Habe gestern Deine Leichenfledderei im ETH-life gelesen, d.h. eigentlich sind es ja gar keine Leichen, da die menschlichen Ersatzteillager jeweils noch bei lebendigem Leibe geplündert zu werden pflegen wie bei den alten Azteken. Und sollten es doch Verstorbene sein, dann sind sie sicher noch warm und gewissermassen ofenfrisch, obwohl sie nicht aus letzterem kommen, sondern - soweit noch was von ihnen übrig bleibt - dahin gehen. Hast mit deinem Artikel sicher Herzattacken und Magenkrämpfe ausgelöst und damit den Handel mit besagten Organen in Schwung gehalten...
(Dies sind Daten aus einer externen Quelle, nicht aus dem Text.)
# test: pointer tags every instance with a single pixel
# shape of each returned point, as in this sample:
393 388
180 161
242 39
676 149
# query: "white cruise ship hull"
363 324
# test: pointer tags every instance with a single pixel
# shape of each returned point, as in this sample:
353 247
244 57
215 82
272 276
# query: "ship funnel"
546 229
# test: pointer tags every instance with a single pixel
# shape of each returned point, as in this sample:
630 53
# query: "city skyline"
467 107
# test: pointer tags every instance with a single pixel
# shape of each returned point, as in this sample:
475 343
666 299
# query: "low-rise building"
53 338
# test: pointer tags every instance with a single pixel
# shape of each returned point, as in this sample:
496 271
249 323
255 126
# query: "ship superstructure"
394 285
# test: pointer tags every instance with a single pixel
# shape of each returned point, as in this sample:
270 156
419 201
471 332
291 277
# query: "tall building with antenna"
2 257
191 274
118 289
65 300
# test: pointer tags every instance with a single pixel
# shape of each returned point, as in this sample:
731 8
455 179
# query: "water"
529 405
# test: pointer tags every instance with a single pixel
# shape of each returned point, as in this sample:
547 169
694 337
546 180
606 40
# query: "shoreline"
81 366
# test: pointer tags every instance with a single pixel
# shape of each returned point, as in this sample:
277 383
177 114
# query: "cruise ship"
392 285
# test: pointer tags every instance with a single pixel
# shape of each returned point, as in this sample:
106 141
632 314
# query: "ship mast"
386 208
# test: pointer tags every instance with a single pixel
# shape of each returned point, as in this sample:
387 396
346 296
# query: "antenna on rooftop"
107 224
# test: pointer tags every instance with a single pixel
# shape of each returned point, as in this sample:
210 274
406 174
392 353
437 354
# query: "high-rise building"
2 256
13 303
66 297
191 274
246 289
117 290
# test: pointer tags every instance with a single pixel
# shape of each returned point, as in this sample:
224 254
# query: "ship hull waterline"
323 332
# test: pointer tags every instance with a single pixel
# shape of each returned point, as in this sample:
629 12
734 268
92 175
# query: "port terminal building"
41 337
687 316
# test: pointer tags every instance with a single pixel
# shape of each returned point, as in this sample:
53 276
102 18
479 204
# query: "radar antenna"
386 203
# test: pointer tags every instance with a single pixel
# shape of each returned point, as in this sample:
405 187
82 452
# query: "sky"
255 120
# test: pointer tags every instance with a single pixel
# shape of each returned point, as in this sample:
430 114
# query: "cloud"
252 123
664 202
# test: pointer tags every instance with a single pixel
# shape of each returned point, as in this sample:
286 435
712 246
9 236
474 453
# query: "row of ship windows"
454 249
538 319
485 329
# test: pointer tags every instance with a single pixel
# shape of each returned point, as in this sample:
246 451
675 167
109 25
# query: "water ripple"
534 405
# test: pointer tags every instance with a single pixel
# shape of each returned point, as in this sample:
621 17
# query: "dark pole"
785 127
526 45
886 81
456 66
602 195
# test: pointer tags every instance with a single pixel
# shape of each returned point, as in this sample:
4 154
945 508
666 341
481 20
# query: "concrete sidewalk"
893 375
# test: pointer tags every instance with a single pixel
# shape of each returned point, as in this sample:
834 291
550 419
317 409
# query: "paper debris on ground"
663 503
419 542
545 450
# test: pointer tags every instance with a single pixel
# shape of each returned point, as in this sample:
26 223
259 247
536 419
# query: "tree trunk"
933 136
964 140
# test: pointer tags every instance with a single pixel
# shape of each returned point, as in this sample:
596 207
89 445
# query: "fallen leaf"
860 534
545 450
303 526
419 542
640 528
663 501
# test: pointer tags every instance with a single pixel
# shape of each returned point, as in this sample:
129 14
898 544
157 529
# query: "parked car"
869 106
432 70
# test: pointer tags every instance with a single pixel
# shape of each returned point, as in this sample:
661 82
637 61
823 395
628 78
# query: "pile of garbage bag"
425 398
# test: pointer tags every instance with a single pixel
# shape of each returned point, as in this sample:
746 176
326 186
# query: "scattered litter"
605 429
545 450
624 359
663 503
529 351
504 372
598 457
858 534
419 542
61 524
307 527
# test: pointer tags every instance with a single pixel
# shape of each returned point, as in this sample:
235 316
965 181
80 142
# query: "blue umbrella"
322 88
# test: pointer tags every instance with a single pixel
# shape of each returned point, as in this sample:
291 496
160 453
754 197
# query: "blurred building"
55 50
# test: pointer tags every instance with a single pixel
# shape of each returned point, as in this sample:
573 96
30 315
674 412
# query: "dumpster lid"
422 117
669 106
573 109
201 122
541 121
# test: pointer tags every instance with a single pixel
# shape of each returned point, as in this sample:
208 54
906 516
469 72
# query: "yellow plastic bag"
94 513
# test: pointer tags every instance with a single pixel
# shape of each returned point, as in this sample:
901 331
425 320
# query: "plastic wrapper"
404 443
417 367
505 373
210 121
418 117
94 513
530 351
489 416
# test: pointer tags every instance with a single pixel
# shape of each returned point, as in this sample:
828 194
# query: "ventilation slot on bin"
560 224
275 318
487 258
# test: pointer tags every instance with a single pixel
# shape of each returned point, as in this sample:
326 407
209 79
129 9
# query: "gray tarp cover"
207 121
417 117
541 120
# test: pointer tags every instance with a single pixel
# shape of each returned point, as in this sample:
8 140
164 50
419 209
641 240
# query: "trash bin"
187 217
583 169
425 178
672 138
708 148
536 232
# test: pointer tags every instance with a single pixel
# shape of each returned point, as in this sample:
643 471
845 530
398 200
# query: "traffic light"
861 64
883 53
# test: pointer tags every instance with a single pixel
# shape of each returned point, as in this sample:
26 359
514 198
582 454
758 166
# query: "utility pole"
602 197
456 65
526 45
Wie dem auch sei, du bist mit deinen Beispielen von früher arg in der Gegenwart stecken geblieben. Was ist denn schon die industrielle Revolution, die war doch erst neulich vor etwas mehr als 100 Jahren. ETHasen und -häsinnen, die sich in der Regel sowieso keinen Deut für Vergangenheit interessieren, könnten da in ihrer Annahme bestätigt werden, dass hinter dem 19. Jh. nichts mehr war als gleich der Urknall.

Natürlich vermute ich in meiner Bosheit, die Auswahl der Beispiele liege nicht allein an Deinem neuzeitlichen Lehrgebiet, sondern gehe auch auf protestantische Sozialisation oder dann political correctness zurück. Als Aussenstehender darfst und kannst du ja nicht Nestbeschmutzen. Was ich meine, siehst du gleich.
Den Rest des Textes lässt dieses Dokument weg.